Imperial County Democrats
Organizers and volunteers with the Imperial County Democrats. Photo courtesy of Imperial County Democrats.

A push to bring the party back down to the community level was also a main focus for the San Diego County Democratic Party ahead of Prop 50.

That effort to reach and listen to voters on the ground can make a big difference, according to Adam Ekins, an adjunct instructor of political science at Imperial Valley College.

“People want to feel like someone is listening to them and cares about their situation. And I think (to) a lot of people, rightfully or not, the Democrats have become a bit more seen as an elitist party, college educated white folks,” Ekins said.

Vega expressed similar concerns.

“We have left the party identity up for interpretation," he said. "So what we have to do now is kind of go out there and mend a lot of the relationships — and like, we are the working party, we are the people's party."

Ekins said many people voted for Trump because of the economy and what he promised to do about rising prices.

“People seemed to believe Trump when he said that, you know, he could fix the economy, that Biden had let in millions of immigrants and screwed everything up and that it was going to be easy to fix,” Ekins said.

A year into the Trump administration, those promises have fallen flat, according to Ekins, and voters in Imperial County are returning to what he considers the left-leaning norm.

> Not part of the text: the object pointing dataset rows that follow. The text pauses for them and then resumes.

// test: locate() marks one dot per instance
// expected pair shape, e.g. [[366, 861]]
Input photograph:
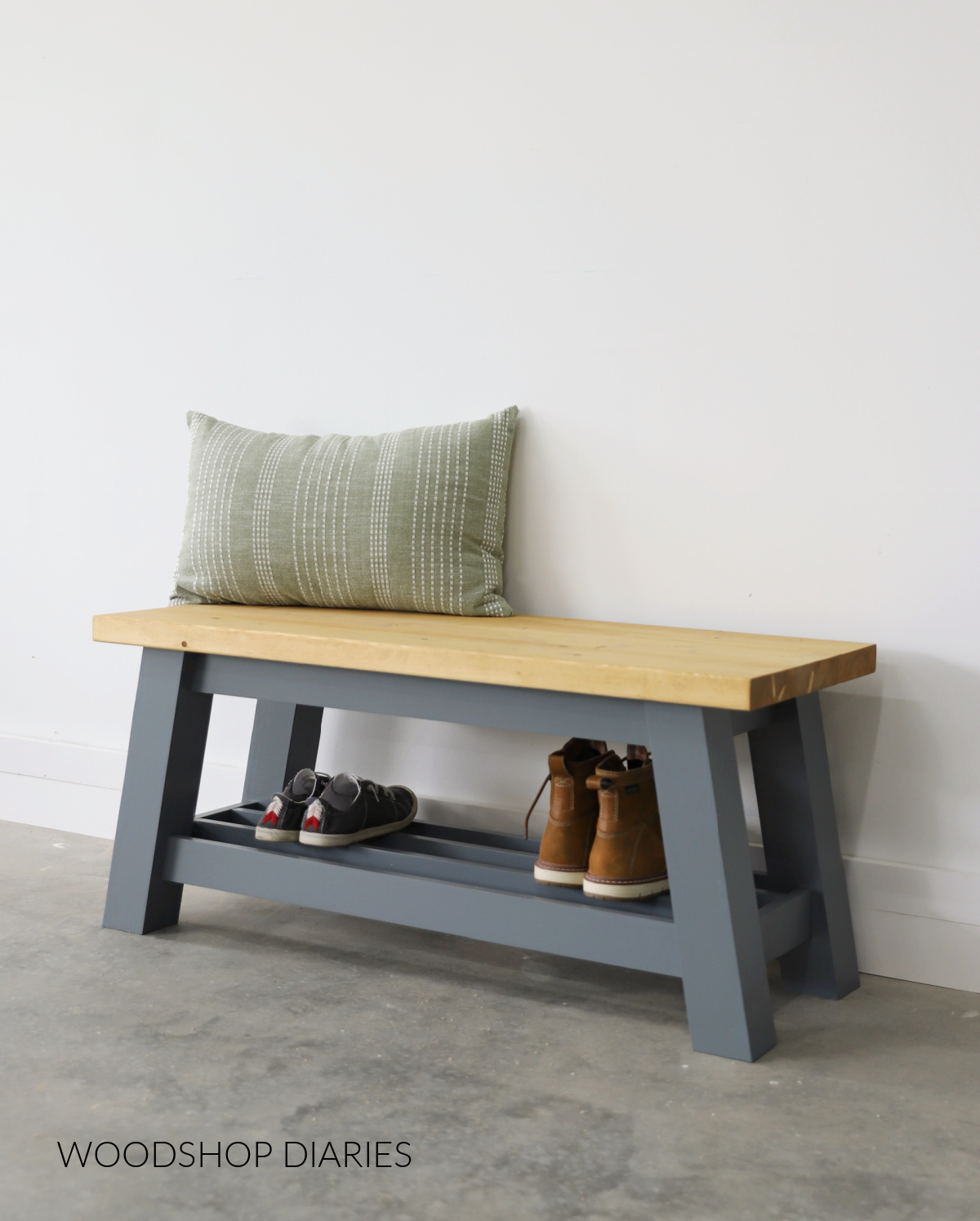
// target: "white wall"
[[725, 258]]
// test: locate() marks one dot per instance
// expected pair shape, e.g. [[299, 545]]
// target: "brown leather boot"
[[574, 809], [627, 856]]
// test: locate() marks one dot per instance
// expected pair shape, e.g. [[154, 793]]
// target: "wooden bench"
[[686, 693]]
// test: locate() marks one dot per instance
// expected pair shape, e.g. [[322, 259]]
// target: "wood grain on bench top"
[[720, 670]]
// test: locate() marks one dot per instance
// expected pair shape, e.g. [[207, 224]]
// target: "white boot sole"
[[625, 889]]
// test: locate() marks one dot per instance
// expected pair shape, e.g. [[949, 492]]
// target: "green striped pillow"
[[407, 520]]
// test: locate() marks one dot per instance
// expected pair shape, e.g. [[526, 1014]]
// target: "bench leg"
[[802, 849], [711, 889], [284, 738], [159, 793]]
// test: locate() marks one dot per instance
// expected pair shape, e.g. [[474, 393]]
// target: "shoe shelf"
[[451, 880]]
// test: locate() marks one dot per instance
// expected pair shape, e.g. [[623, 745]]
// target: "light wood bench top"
[[719, 670]]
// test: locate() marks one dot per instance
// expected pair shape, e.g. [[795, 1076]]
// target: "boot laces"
[[528, 817]]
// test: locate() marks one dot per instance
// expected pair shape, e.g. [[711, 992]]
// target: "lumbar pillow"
[[407, 520]]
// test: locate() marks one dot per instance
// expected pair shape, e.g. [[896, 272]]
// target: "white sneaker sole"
[[314, 839], [274, 836], [559, 877], [625, 889]]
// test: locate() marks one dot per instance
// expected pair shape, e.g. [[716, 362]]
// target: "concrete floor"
[[526, 1085]]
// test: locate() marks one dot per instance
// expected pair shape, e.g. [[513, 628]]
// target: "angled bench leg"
[[284, 738], [802, 849], [711, 889], [159, 793]]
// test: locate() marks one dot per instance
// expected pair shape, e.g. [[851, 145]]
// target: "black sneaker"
[[283, 816], [350, 809]]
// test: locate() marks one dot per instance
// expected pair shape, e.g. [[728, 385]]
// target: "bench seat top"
[[718, 670]]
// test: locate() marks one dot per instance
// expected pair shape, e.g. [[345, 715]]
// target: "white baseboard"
[[911, 922]]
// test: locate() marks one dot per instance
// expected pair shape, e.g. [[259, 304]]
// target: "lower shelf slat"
[[528, 922], [451, 880]]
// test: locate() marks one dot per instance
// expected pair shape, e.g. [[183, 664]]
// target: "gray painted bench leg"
[[711, 889], [284, 738], [802, 849], [159, 793]]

“You know, the fact of the matter is, people do vote based on vibes, more than based on data,” Ekins said. “It's very unscientific of me to say so, but you can feel how different the vibe is now than it was a year ago.”

A crowd of protesters hold up signs as they march down Waterfront Park near downtown San Diego during a "No Kings" protest on Oct. 18, 2025.
A crowd of protesters hold up signs as they march down Waterfront Park near downtown San Diego during a "No Kings" protest on Oct. 18, 2025.

Both San Bernardino and Riverside counties also flipped from voting for Trump in 2024 to voting "yes" on Prop 50 in 2025. Every county in California that voted for Kamala Harris in 2024 voted "yes" on Prop 50 in 2025.

The California Republican Party and the Republican Party of Imperial County did not respond to requests for comment.